# Need Archery Shop by Rosenberg



## CFOX (Aug 28, 2009)

I need a good archery shop within the rosenberg sugarland area. I'm tried of dealing with the people at the big retail stores. Suggestions please. 

Thanks, 
Chad


----------



## Mrschasintail (Dec 8, 2004)

The only one I know of is Viking. Off SW Freeway inside Houston


----------



## spook jr (Jun 25, 2008)

Make the drive to J&J Archery in Port Lavaca i know its a good drive but its worth it. They carry Mathews and Mission and all the good stuff for em and they just started getting a few fishing things. O yea AMS bowfishing stuff to Jerry knows bows.


----------



## slabnabbin (May 25, 2010)

I live in Rosenberg and prefer west Houston archery at I10 and wilcrest. They carry Matthews, mission, Hoyt, and bowtech. Viking is another good shop but the folks just aren't as friendly as west Houston.
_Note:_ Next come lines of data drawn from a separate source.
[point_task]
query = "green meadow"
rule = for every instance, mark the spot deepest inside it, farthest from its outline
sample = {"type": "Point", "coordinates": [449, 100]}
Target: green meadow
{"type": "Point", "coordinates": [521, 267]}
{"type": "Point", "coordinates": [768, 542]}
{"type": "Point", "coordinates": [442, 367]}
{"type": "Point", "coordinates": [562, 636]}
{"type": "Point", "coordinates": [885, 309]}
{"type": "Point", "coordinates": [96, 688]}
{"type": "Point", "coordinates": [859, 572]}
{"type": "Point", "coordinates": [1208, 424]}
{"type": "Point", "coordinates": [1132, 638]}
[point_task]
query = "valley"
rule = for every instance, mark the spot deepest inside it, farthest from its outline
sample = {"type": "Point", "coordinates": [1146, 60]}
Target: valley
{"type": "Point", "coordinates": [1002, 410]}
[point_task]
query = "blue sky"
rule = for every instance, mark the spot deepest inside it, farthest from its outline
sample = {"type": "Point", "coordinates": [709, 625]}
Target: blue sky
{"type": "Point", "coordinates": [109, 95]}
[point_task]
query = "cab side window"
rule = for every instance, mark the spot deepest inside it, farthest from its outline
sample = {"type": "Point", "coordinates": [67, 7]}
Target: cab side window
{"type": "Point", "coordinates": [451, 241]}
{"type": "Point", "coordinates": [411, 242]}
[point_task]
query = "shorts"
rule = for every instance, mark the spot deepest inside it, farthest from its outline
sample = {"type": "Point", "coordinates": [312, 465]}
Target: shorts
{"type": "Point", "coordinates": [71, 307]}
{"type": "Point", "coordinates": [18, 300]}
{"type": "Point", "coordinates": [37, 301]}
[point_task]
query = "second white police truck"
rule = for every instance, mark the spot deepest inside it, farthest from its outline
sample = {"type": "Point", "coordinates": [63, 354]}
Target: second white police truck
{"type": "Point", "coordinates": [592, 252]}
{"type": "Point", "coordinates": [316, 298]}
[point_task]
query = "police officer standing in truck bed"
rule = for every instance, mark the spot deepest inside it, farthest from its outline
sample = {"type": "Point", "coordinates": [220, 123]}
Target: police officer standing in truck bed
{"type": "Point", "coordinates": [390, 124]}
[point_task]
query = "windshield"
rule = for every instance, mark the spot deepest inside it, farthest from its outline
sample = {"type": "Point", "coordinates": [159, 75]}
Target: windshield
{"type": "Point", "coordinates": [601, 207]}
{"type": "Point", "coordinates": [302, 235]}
Just my 2 cents


----------



## mlp1024 (Aug 9, 2011)

Gander Mountain used to be good but I heard all their Bow counter guys quit, not sure if anyone can verify that.


----------



## Slick8 (Jun 28, 2010)

mlp1024 said:


> Gander Mountain used to be good but I heard all their Bow counter guys quit, not sure if anyone can verify that.


Gander has a new tech in the Bowshop. He's done some great work with the sales and stocking of items but I've yet to see him rig or tune anything.

I hate to bash them (box stores) but I take mine to a pro shop for any work that I need to have done. The vast amount of experience makes it well worth the drive.

Like stated above you have Viking which has some of the most experince in the city and you have West Houston Archery which is owned by the Bow Zone. These are great people whom I've bought two bows from and have been very happy with.


----------



## LJeanGrayless (Sep 14, 2009)

GOOD LUCK...................


----------



## dc1502 (May 25, 2006)

What service are you needing ? What kind of gear are you shooting?


----------